Ao final, é perceptível que a reforma muda a lógica de poder federativo. Fica menor o espaço para competição por renúncia e maior a exigência de capacidade de execução, planejamento e governança — tanto na esfera dos fundos quanto na administração e no contencioso do IBS. Esse deslocamento impõe desenho institucional atento a assimetrias regionais e a mecanismos de compensação que funcionem na prática, sob pena de transformar a cooperação em hegemonia.

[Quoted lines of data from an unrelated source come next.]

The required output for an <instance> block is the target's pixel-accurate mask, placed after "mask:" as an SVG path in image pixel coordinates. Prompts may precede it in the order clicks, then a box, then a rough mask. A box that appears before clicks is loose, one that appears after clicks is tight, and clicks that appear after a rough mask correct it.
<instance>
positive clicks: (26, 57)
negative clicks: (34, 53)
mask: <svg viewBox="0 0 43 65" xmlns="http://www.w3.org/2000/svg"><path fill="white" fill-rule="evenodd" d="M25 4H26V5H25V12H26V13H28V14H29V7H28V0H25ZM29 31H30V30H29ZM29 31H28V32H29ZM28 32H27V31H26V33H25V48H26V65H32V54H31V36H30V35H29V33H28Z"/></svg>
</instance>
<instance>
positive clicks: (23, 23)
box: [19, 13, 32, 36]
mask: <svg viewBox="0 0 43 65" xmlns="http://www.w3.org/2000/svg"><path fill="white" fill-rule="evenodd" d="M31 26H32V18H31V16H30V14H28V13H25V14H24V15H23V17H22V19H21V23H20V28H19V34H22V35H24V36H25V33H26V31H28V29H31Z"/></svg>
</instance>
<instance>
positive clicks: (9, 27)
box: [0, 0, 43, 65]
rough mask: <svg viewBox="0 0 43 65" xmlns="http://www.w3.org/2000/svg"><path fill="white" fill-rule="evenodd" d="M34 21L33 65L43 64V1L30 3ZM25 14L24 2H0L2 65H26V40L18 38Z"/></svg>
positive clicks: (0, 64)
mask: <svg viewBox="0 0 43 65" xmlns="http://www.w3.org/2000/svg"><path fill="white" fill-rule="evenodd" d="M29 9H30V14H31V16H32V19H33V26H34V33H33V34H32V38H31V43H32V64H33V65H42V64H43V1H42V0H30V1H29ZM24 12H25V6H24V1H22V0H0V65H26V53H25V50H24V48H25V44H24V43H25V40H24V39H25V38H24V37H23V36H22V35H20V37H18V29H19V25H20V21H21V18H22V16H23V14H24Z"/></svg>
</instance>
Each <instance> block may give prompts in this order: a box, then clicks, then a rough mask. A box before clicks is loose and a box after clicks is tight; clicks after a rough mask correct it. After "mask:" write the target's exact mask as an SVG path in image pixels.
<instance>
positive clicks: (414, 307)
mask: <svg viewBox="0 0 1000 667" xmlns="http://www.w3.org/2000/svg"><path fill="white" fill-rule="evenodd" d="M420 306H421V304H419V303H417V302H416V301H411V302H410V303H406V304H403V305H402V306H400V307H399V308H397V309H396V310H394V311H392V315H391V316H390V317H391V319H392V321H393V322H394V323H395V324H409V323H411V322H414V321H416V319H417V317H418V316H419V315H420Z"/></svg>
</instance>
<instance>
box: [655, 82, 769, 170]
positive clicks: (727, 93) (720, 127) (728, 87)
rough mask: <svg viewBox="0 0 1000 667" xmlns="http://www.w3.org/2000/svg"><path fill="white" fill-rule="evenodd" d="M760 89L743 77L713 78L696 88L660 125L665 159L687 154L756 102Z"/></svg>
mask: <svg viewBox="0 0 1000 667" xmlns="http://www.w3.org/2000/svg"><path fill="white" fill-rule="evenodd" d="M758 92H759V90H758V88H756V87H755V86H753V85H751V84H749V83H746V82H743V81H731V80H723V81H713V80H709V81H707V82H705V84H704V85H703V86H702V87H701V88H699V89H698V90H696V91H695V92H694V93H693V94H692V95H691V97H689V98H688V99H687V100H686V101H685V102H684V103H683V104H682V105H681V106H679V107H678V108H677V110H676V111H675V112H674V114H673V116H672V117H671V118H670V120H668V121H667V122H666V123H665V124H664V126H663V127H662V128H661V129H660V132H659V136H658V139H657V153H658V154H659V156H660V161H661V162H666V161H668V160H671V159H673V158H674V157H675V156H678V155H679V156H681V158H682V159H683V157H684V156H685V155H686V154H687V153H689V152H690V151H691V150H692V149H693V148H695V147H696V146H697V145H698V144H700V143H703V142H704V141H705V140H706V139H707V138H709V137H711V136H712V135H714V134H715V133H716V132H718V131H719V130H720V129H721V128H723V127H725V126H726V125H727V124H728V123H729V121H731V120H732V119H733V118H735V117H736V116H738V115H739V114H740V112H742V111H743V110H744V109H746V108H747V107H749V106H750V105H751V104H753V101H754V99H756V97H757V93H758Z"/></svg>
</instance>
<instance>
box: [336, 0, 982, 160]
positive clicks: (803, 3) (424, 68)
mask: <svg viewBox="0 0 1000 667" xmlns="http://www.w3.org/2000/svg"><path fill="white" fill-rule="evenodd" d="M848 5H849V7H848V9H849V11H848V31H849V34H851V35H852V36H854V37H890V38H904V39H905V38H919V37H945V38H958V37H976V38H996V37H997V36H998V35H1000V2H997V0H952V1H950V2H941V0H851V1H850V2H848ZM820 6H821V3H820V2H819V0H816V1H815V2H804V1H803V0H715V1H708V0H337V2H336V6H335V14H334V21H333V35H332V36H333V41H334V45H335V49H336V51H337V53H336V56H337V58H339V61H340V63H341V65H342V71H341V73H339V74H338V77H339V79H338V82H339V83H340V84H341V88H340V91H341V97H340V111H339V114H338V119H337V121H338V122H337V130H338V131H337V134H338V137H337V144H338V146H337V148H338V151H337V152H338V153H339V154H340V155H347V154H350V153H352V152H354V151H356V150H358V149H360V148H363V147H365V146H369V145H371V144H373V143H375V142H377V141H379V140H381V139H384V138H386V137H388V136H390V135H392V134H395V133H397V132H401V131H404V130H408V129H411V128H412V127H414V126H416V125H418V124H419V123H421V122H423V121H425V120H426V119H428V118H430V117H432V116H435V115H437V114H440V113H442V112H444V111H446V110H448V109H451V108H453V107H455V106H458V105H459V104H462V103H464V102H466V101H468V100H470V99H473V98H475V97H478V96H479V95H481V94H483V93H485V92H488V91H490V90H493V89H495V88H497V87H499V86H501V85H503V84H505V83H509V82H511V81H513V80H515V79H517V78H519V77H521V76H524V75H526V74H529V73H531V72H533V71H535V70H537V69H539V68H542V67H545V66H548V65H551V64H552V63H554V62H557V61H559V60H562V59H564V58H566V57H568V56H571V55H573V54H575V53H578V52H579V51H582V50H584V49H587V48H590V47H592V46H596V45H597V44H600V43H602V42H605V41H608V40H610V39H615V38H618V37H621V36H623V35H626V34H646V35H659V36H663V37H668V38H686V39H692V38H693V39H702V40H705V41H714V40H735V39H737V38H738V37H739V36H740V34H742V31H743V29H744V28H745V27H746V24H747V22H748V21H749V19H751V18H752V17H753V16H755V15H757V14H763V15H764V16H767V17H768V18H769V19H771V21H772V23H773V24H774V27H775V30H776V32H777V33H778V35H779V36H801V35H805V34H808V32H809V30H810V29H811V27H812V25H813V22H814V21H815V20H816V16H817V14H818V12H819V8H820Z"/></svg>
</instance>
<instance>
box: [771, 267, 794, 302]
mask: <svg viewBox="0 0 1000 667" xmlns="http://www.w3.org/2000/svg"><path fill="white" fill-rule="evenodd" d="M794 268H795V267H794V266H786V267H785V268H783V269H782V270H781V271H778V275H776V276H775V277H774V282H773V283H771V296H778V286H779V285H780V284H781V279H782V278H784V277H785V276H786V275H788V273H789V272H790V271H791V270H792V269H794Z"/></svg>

Há, porém, divergências sobre o caminho. Enquanto uma corrente vê risco de centralização decisória e de federalização da jurisdição, com potenciais perdas operacionais e financeiras para a Justiça Estadual, outra sustenta que a constitucionalidade do novo arranjo reside justamente na autonomia financeira garantida por repasses automáticos e pela manutenção de alíquotas próprias. A tensão entre esses dois vetores — governança e autonomia material — tende a marcar os primeiros anos do IBS., sem previsão de qual lado irá ganhar.
Em termos de política pública, o sucesso federativo dependerá menos de slogans e mais da qualidade dos instrumentos: critérios de voto e de quórum do Comitê; regras de rateio e de elegibilidade dos fundos; coordenação interinstitucional no contencioso; e métricas de desempenho que conectem arrecadação e entrega de serviços. Se esses pilares forem bem calibrados, o país pode, sim, trocar a velha guerra fiscal por uma corrida virtuosa por projetos e resultados.
Caso contrário, o custo de transação da reforma será alto — fiscal, político e judicial — e a “chave do cofre” continuará mais simbólica do que transformadora.